Por Andrea del Pilar Lozano Bohórquez
Hace un par de años, en medio de la pandemia y lejos de casa, me daba a la difícil tarea de condensar una investigación de años en un texto comprensible para un público que desconocía la historia de Colombia. Me encontraba entonces escribiendo mi tesis de maestría entre el calor y las cifras alarmantes de muertos en tierras cariocas.
La soledad y el distanciamiento me dieron la oportunidad de repensar y reflexionar el porqué del tema elegido y el cómo investigar “a otros” no era más que una excusa para indagar en mi propia historia y entrelazar recuerdos para sentirme un poco más cerca de casa.

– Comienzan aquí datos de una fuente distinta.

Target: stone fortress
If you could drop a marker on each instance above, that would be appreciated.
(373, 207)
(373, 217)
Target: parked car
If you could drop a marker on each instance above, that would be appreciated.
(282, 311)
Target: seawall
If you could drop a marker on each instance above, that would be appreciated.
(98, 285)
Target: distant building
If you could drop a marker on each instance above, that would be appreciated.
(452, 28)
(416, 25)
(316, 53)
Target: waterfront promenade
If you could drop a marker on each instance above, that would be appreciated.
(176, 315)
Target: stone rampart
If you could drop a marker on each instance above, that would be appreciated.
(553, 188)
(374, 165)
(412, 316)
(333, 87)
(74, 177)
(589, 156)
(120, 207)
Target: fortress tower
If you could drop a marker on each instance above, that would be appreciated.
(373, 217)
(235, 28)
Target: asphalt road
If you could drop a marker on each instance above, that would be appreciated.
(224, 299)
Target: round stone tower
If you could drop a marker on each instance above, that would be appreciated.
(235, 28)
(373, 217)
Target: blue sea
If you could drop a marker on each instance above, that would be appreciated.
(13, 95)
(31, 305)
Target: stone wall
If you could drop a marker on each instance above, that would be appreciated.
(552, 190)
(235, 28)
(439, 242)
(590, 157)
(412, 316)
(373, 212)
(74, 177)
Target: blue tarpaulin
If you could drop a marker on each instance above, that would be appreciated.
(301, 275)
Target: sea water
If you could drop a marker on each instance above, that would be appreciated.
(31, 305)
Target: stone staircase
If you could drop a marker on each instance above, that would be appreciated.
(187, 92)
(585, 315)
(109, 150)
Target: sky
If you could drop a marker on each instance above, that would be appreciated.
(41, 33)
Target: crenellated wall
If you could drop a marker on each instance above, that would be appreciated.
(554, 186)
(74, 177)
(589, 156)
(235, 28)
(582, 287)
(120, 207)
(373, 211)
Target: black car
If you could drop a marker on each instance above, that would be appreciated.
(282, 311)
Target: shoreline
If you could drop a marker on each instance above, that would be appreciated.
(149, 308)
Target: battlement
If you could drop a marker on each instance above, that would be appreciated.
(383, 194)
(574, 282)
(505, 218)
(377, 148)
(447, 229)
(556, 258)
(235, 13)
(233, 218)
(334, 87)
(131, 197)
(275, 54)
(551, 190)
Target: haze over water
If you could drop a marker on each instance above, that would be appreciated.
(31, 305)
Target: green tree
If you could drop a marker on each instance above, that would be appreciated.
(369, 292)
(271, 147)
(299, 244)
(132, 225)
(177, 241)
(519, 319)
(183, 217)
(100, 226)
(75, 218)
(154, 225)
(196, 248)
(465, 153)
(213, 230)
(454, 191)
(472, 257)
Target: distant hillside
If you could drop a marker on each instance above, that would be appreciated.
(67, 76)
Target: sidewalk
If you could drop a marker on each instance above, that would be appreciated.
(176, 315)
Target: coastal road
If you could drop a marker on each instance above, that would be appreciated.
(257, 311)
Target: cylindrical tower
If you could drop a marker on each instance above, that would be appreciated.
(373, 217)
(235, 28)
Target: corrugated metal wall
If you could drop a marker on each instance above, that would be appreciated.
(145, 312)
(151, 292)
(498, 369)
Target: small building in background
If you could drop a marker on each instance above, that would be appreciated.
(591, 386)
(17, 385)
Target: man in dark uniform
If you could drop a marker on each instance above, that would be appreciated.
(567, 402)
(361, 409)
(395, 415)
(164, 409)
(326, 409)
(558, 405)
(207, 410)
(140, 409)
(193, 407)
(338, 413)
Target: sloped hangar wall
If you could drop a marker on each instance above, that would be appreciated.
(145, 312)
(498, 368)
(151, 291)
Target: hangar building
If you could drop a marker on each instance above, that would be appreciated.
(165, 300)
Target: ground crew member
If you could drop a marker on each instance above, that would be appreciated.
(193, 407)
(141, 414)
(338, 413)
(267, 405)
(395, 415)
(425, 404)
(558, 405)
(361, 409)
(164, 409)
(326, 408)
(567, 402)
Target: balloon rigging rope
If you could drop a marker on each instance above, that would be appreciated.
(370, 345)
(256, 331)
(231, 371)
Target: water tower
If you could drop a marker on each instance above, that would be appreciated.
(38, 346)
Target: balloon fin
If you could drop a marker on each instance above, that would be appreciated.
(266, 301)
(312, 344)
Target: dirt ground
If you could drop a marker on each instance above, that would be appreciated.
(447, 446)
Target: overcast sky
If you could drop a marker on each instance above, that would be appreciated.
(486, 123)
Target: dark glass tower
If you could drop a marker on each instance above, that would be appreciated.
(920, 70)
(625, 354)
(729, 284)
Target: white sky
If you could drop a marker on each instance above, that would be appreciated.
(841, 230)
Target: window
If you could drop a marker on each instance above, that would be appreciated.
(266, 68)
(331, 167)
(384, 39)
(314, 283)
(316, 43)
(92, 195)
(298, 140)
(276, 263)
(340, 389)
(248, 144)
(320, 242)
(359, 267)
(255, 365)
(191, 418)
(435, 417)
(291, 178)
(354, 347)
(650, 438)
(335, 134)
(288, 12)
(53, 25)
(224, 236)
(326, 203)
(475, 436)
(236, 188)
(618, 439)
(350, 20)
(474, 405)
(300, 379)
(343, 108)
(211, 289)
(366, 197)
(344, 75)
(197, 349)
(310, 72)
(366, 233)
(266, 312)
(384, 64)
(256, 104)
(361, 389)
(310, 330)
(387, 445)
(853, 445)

Por esos días también releía a Norbert Elias y sus reflexiones sobre la estrecha conexión entre las preguntas del propio investigador y su trayectoria social e intelectual. Según Elias, es necesario develar las relaciones de significado entre biografías —personales e intelectuales— y el interés por cuestiones sobre las condiciones de posibilidad de reproducción y producción social. Lo que implica necesariamente que, al estudiar la subjetividad social, se adquiera un compromiso a lo largo del proceso de la práctica científica con la propia subjetividad.
De ahí me surgió la idea de exponer mi propia historia, mi experiencia con relación al tema que investigaba; puesto que quería dar respuesta a los siguientes interrogantes: ¿qué elementos de mi vida me llevaron a hacerme las preguntas que me hacía?, ¿cómo unos juegos infantiles se convirtieron en la imagen viviente del país que somos? y ¿cómo coexiste en nuestro interior —subjetivo/individual— la dualidad de una Colombia violenta —objetiva/colectiva— pero siempre constructora de paz?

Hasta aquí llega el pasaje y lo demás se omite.